Sun To Publish Open-Source DRM Specs

The draft digital-rights management specifications will take between 12 and 18 months to complete, but in the meantime companies can still use them in products, Sun says.

Laurie Sullivan, Contributor

February 10, 2006

2 Min Read

Sun Microsystems Inc. will publish open-source technical drafts for conditional access specifications (CAS) and digital rights management (DRM) within the next 10 days, the company said Friday.

The open-source project is under Sun's Open Media Commons (OMS) initiative to license content to individuals rather than machines, such as cellular phones, MP3 players, PCs and set-top boxes. "The specifications need more work before they can ship, but there are many startups that would have shipped them a long time ago," said Tom Jacobs, director of research at Sun Labs, and project lead for Open Media Commons. "We think it will take between 12 and 18 months to complete, but in reality we will have specs in which independent companies can either modify existing products or build new ones before the end of the year."

Then in March, Sun will hold a developers conference for those contributing to the technical specification to talk about release dates.

The event will give developers a forum to ask questions, get clarification, and propose new directions and ideas.

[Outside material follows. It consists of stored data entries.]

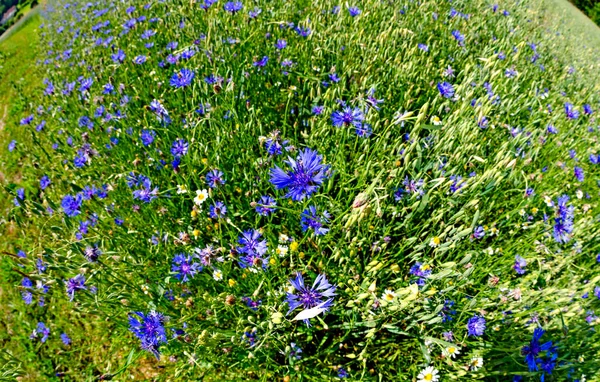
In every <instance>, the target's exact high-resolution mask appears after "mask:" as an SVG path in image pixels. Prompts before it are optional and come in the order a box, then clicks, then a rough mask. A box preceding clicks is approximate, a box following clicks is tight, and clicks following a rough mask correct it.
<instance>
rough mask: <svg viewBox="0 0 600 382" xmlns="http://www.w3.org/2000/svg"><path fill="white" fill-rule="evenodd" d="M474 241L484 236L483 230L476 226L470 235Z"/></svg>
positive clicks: (483, 231) (480, 228)
mask: <svg viewBox="0 0 600 382" xmlns="http://www.w3.org/2000/svg"><path fill="white" fill-rule="evenodd" d="M471 236H472V237H473V238H475V239H481V238H483V237H484V236H485V229H484V228H483V227H482V226H477V227H475V229H474V230H473V234H472V235H471Z"/></svg>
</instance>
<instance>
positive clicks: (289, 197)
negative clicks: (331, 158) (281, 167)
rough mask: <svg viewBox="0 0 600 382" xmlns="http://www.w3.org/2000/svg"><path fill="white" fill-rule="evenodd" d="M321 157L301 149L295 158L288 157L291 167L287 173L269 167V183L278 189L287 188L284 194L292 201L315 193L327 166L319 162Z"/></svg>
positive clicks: (324, 176)
mask: <svg viewBox="0 0 600 382" xmlns="http://www.w3.org/2000/svg"><path fill="white" fill-rule="evenodd" d="M322 160H323V157H322V156H321V155H319V154H318V153H317V152H316V151H314V150H311V149H305V150H301V151H300V153H299V154H298V157H297V158H296V160H293V159H292V158H290V157H288V160H287V161H286V163H287V164H288V165H289V166H290V167H291V171H288V172H287V173H286V172H285V171H283V170H282V169H281V168H279V167H278V166H276V167H275V168H272V169H271V183H272V184H273V185H274V186H275V187H276V188H277V189H278V190H281V189H284V188H287V189H288V193H287V194H286V195H285V196H286V197H287V198H292V200H294V201H300V200H303V199H304V198H305V197H310V196H311V195H312V194H313V193H315V192H316V191H317V190H318V189H319V186H320V185H321V184H322V183H323V181H324V180H325V179H326V178H327V174H326V172H327V171H328V170H329V166H327V165H323V164H322V163H321V162H322Z"/></svg>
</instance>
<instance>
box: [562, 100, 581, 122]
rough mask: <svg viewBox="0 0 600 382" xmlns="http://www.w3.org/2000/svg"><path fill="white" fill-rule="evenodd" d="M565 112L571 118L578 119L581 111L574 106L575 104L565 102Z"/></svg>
mask: <svg viewBox="0 0 600 382" xmlns="http://www.w3.org/2000/svg"><path fill="white" fill-rule="evenodd" d="M565 114H566V115H567V118H569V119H577V118H579V111H578V110H576V109H575V108H574V107H573V104H571V103H569V102H565Z"/></svg>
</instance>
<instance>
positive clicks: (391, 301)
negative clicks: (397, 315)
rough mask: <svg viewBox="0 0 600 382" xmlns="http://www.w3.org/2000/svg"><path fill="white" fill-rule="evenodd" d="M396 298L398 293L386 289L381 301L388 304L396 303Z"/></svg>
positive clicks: (388, 289)
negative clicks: (393, 301) (383, 301)
mask: <svg viewBox="0 0 600 382" xmlns="http://www.w3.org/2000/svg"><path fill="white" fill-rule="evenodd" d="M394 298H396V292H394V291H393V290H390V289H386V290H385V291H384V292H383V294H382V295H381V299H382V300H384V301H387V302H392V301H394Z"/></svg>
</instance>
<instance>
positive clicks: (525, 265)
mask: <svg viewBox="0 0 600 382" xmlns="http://www.w3.org/2000/svg"><path fill="white" fill-rule="evenodd" d="M526 265H527V261H525V259H524V258H522V257H521V256H519V255H517V256H515V265H513V269H514V270H515V271H516V272H517V274H519V275H523V274H525V266H526Z"/></svg>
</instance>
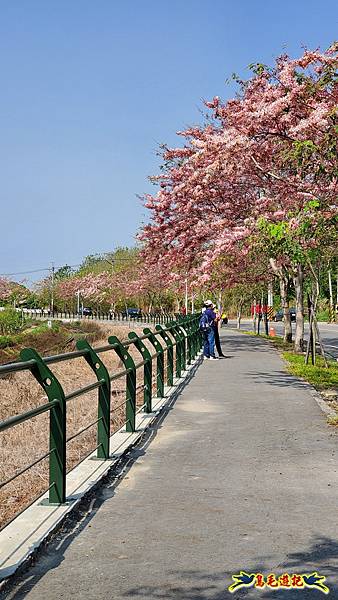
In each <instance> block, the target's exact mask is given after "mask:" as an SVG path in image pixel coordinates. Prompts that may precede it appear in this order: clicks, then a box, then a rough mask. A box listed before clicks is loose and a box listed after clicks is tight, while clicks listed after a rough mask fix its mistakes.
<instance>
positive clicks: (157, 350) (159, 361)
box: [143, 327, 164, 398]
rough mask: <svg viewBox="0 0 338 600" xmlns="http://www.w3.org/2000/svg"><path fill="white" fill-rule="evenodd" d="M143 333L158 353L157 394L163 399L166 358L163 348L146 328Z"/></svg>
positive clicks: (157, 363) (143, 331)
mask: <svg viewBox="0 0 338 600" xmlns="http://www.w3.org/2000/svg"><path fill="white" fill-rule="evenodd" d="M143 333H144V334H145V335H146V336H147V337H148V340H149V342H150V343H151V345H152V346H154V348H155V350H156V352H158V356H157V360H156V365H157V373H156V393H157V396H158V397H159V398H163V396H164V357H163V354H164V353H163V347H162V345H161V344H160V342H159V341H158V339H157V338H156V336H155V334H154V333H153V332H152V331H151V330H150V329H148V327H146V328H145V329H143Z"/></svg>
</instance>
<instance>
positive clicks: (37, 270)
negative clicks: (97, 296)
mask: <svg viewBox="0 0 338 600" xmlns="http://www.w3.org/2000/svg"><path fill="white" fill-rule="evenodd" d="M62 267H70V268H71V269H73V268H74V267H80V264H79V265H62ZM62 267H55V269H56V270H57V269H61V268H62ZM51 269H52V267H45V268H44V269H32V270H31V271H18V272H17V273H0V277H12V276H13V275H29V274H30V273H42V272H43V271H51Z"/></svg>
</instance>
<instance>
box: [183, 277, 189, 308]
mask: <svg viewBox="0 0 338 600" xmlns="http://www.w3.org/2000/svg"><path fill="white" fill-rule="evenodd" d="M187 275H188V274H187ZM184 306H185V314H186V315H187V314H188V276H187V277H186V278H185V300H184Z"/></svg>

Sun also will lead discussions on contributing to the project, as well as provide an opportunity for companies to state their plans. A time table for code integration will be announced, too.

Sun established the project within its Open Media Commons initiative in August 2005 to develop specifications for open-source and royalty-free codec and digital content. The CAS and DRM specifications are developed within Sun's DReaM Project, which is released under the open-source Common Development and Distribution License (CDDL).

Open Media Commons also aims to create an open environment where creators, content owners, consumers, network operators, technology providers and consumer electronics device manufacturers can work together to address the technical problems associated with DRM.

The technical specifications will cover a range of content from Internet protocol television to video and music downloaded on a PC or mobile phone to corporate spreadsheets and white papers.

Industries where Sun's DRM project applies includes corporate, education, government, healthcare, and others where there is a need for privacy. The ability for companies to protect presentations and documents are as important as protecting an individual's radiology records and health profile, Jacobs said. "Your doctor could access the information required without letting the orderly look up private information," he said. "Today, that is totally wide open and not secure."

Different licensing policies will apply for each media. "If someone got terminated from my company tomorrow, it would be easy for me to revoke your rights to the presentations and documents that are spinning on their notebook computer," Jacobs said. "Once documents get out and you don't have a tie back to licensing authority how do you make those documents disappear?"